Chris Patten, the EU's external affairs commissioner, pointed to the historic geo-strategic role of the river in the development of its peoples, saying: "I think we need to make the most of that as Europe consolidates the advances of the last few years."

Edgar Martin of the British-based consultancy Danube Research said: "If you sit in a café in Frankfurt and watch the ships go up and down [the Main], there's always something going on.

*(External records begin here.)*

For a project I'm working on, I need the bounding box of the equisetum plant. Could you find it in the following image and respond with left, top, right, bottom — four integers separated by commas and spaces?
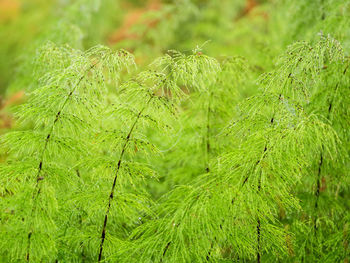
269, 35, 350, 263
0, 1, 349, 262
113, 51, 337, 262
0, 42, 134, 262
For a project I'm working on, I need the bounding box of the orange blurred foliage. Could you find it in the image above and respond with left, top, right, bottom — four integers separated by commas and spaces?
0, 0, 20, 23
108, 0, 161, 44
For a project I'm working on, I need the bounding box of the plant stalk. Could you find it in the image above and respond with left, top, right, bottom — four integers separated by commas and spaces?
26, 63, 96, 261
98, 97, 152, 262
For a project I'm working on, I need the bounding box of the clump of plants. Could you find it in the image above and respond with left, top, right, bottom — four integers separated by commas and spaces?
0, 0, 349, 262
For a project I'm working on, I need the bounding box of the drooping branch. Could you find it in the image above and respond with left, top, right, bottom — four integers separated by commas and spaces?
206, 105, 274, 261
205, 93, 211, 173
204, 92, 213, 261
257, 217, 261, 263
313, 82, 340, 236
313, 152, 323, 235
98, 96, 153, 262
26, 63, 96, 261
254, 115, 274, 262
256, 145, 267, 263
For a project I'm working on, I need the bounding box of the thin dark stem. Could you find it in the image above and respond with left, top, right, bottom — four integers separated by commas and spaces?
98, 97, 152, 262
256, 145, 266, 263
313, 153, 323, 235
160, 241, 171, 262
204, 92, 213, 260
26, 232, 32, 261
256, 174, 262, 263
257, 218, 261, 263
206, 242, 214, 261
205, 94, 211, 173
255, 116, 273, 262
313, 82, 337, 237
26, 63, 96, 261
165, 93, 212, 262
254, 115, 273, 263
219, 114, 273, 262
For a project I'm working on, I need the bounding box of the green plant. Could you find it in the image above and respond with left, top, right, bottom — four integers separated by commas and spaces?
0, 1, 349, 262
0, 42, 134, 262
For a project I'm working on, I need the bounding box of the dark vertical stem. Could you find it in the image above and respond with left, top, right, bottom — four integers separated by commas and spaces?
255, 115, 273, 262
26, 232, 32, 261
313, 82, 336, 237
256, 145, 266, 263
256, 176, 262, 263
98, 97, 152, 262
205, 93, 211, 173
160, 241, 171, 262
313, 153, 323, 235
311, 62, 349, 248
204, 92, 213, 261
255, 113, 272, 263
257, 218, 261, 263
206, 242, 214, 261
26, 63, 96, 262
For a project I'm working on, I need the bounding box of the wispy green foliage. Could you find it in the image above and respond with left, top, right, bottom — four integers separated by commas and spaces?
0, 1, 349, 263
116, 58, 338, 262
269, 35, 350, 263
0, 43, 134, 262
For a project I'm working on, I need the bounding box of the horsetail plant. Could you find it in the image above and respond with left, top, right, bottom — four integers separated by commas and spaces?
268, 35, 350, 262
0, 42, 134, 262
52, 48, 222, 262
112, 44, 339, 262
0, 3, 349, 260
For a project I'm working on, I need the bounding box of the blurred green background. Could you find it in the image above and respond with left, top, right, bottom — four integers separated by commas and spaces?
0, 0, 348, 112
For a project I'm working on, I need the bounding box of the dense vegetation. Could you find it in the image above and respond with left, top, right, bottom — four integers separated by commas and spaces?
0, 0, 349, 262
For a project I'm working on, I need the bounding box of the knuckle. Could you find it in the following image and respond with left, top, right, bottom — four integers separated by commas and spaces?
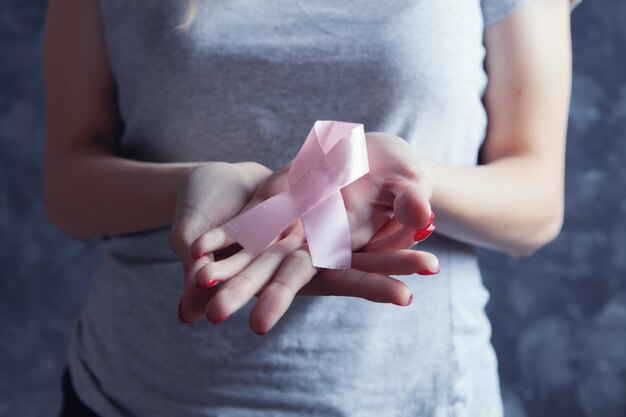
269, 279, 295, 297
234, 272, 256, 291
286, 249, 311, 267
262, 245, 286, 260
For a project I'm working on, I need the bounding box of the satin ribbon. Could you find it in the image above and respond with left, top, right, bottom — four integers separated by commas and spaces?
224, 120, 369, 269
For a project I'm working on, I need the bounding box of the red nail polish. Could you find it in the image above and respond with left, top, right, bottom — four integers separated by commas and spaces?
178, 300, 193, 326
196, 279, 219, 289
428, 211, 435, 226
208, 314, 229, 324
418, 265, 440, 275
413, 224, 435, 242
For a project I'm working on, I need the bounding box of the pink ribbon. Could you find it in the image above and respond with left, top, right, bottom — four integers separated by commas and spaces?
224, 120, 369, 269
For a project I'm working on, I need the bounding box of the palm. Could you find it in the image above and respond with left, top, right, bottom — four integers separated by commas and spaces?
248, 131, 431, 251
187, 132, 438, 334
345, 132, 431, 248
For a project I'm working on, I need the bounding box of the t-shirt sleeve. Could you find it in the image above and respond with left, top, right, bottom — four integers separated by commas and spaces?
481, 0, 583, 28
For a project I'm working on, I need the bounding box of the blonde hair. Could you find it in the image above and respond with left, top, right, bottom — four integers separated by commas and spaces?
178, 0, 199, 30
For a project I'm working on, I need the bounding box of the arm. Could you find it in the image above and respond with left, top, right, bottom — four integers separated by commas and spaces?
44, 0, 434, 329
420, 0, 573, 257
43, 0, 261, 240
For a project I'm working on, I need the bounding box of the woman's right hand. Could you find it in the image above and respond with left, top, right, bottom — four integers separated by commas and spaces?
169, 161, 274, 325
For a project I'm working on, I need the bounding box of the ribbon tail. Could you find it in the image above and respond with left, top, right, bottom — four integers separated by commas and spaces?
224, 189, 300, 256
302, 191, 352, 269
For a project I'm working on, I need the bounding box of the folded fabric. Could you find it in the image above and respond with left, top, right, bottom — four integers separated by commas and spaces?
224, 120, 369, 269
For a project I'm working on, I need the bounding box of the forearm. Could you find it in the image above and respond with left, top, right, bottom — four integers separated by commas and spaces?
43, 145, 201, 239
421, 155, 564, 257
43, 145, 261, 240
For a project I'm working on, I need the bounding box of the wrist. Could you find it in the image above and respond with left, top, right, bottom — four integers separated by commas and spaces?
417, 158, 438, 198
163, 162, 207, 223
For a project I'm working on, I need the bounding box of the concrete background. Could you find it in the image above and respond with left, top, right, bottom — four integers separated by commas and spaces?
1, 0, 624, 416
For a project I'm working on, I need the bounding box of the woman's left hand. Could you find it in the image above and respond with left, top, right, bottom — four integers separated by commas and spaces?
190, 132, 439, 334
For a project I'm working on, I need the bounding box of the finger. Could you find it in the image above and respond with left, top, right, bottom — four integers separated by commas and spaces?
193, 221, 303, 286
204, 234, 304, 323
194, 248, 256, 285
170, 222, 209, 272
393, 180, 432, 230
351, 250, 440, 276
366, 216, 404, 245
360, 225, 418, 252
179, 254, 221, 325
191, 227, 236, 259
297, 268, 413, 306
248, 248, 318, 335
193, 223, 302, 286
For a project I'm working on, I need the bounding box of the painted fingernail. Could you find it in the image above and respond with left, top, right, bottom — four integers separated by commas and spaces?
208, 314, 229, 324
196, 279, 219, 289
413, 224, 435, 242
178, 300, 193, 326
418, 264, 440, 275
393, 293, 413, 306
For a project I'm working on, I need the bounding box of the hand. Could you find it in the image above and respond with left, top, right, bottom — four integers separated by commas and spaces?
172, 157, 435, 327
169, 161, 273, 326
190, 132, 439, 333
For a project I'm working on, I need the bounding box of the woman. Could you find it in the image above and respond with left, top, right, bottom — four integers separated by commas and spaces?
44, 0, 578, 416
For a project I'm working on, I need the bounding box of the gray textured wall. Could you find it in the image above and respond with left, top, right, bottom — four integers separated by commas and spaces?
1, 1, 624, 416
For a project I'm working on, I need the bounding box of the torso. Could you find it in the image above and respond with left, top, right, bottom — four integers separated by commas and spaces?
67, 1, 503, 416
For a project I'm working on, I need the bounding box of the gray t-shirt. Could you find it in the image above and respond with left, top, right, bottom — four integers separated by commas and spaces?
67, 1, 560, 416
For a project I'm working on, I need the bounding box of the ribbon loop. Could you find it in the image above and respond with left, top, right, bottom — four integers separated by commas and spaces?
224, 120, 369, 269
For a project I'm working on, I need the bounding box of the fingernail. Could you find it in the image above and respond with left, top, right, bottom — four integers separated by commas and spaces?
254, 330, 268, 336
178, 300, 193, 326
393, 293, 413, 306
413, 224, 435, 242
208, 314, 229, 324
192, 252, 208, 260
418, 211, 435, 230
418, 264, 440, 275
196, 279, 219, 289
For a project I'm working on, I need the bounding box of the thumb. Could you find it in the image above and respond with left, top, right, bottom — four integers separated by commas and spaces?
392, 180, 433, 231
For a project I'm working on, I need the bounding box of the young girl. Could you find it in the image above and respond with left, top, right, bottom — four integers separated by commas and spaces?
44, 0, 578, 416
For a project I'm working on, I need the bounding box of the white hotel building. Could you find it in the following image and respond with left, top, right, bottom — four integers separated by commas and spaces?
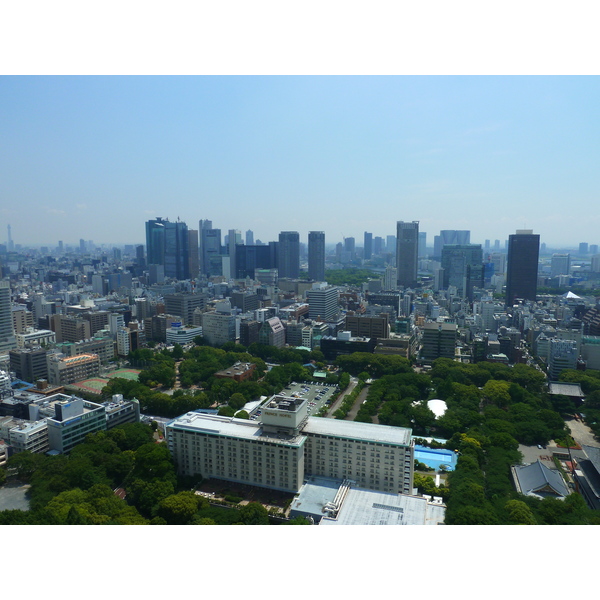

In Romania you could sit for hours on some days before you see a vessel moving."

The river was declared open again last November, but at Novi Sad in Serbia work on a new bridge has not begun and a temporary pontoon bridge opens only three times a week and charges ships to pass.

Erhard Busek, the co-ordinator of the EU's Stability Pact for South-Eastern Europe, said: "Sometimes I have the feeling they're very pleased to earn a lot of money by opening the bridge."

Travel west and the war wounds give way to pollution. Fishermen on the Tisza tributary say their catch is a third of what it was before a cyanide spill at Romania's Baia Mare goldmine two years ago.

Further upstream again lies evidence of a dispute between Hungary and Slovakia. In 1989 Hungary suspended work on a joint dam complex with Czechoslovakia. The case went to court, but the 1997 ruling seemed only to confirm both the Slovakian view that the Nagymaros dam in Hungary should be built and the Hungarian position that Slovakia's Gabcikovo dam should be dismantled.

After passing Johann Strauss's hometown of Vienna, the river winds its way through the Wachau wine region. At this point the Danube, if not exactly blue, best fulfils the promises of his waltz. From there it is a few hundred more miles to the source in Bavaria, generally considered to be at Donaueschingen, although not everyone agrees.